In the pivotal BO21004/CLL11 study, 46% (156 out of 336) of patients with CLL treated with Gazyvaro plus chlorambucil were 75 years or older (median age was 74 years). These patients experienced more serious adverse events and adverse events leading to death than those patients <75 years of age.
In the pivotal studies (BO21223/GALLIUM, GAO4753g/GADOLIN) in iNHL, patients 65 years or older experienced more serious adverse events and adverse events leading to withdrawal or death than patients <65 years of age.
In the pivotal BO21004/CLL11 study, 27% (90 out of 336) of patients treated with Gazyvaro plus chlorambucil had moderate renal impairment (CrCl <50 mL/min). These patients experienced more serious adverse events and adverse events leading to death than patients with a CrCl ≥50 mL/min (see section 4.2, 4.4 and 5.2). Patients with a CrCl <30 mL/min were excluded from the study (see section 5.1).

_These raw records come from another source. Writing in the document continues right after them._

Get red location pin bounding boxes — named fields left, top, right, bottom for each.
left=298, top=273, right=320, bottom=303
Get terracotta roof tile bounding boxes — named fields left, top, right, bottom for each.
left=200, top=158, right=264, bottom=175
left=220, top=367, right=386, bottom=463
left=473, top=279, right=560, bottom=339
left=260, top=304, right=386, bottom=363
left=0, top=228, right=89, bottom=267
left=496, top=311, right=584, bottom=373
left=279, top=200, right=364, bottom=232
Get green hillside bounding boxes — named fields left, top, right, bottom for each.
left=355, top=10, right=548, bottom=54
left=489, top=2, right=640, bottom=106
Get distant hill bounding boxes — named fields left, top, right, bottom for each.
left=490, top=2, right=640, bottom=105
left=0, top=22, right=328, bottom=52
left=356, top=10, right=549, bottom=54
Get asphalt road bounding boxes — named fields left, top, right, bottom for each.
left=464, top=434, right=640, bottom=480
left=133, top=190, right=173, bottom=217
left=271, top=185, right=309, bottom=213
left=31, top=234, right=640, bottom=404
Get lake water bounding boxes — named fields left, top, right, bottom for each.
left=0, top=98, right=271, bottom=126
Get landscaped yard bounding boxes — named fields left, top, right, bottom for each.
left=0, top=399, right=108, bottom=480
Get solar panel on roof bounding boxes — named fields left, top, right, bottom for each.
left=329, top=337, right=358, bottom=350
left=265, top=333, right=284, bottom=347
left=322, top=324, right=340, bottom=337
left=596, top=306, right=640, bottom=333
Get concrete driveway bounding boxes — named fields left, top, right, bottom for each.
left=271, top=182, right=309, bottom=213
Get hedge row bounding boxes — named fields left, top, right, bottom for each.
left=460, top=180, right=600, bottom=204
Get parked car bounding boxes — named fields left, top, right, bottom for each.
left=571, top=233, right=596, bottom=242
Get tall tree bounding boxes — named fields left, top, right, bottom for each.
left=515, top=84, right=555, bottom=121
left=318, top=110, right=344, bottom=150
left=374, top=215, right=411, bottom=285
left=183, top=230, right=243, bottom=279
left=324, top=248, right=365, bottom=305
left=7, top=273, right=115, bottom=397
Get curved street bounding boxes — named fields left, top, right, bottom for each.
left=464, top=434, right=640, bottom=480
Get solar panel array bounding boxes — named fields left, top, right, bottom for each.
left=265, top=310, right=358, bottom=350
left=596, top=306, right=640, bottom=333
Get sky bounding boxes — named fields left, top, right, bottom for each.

In the pivotal studies (BO21223/GALLIUM, GAO4753g/GADOLIN) in iNHL, 5% (35 out of 698) and 7% (14 out of 204) of patients treated with Gazyvaro, respectively, had moderate renal impairment (CrCL <50 mL/min). These patients experienced more serious adverse events, G rade 3 to 5 adverse events and adverse events leading to treatment withdrawal (patients in BO21223 only) than patients with a CrCl ≥50 mL/min (see section 4.2 and 5.2). Patients with a CrCl <40 mL/min were excluded from the studies (see section 5.1).
PML has been reported in patients treated with Gazyvaro (see section 4.4).
Cases of hepatitis B reactivation have been reported in patients treated with Gazyvaro (see section 4.4).
Cases of gastro-intestinal perforation have been reported in patients receiving Gazyvaro, mainly in iNHL. In the pivotal studies in iNHL up to 1% of patients experienced gastrointestinal perforation.
Cases of arrhythmias (such as atrial fibrillation and tachyarrhythmia), angina pectoris, acute coronary syndrome, myocardial infarction and heart failure have occurred when treated with Gazyvaro (see section 4.4). These events may occur as part of an IRR and can be fatal.
Transient elevation in liver enzymes (aspartate aminotransferase [AST], alanine aminotransferase [ALT], alkaline phosphatase) has been observed shortly after the first infusion of Gazyvaro.
Reporting suspected adverse reactions after authorisation of the medicinal product is important. It allows continued monitoring of the benefit/risk balance of the medicinal product. Healthcare professionals are asked to report any suspected adverse reactions via the national reporting system listed in Appendix V.
This medicinal product must not be mixed with other medicinal products except those mentioned in section 6.6.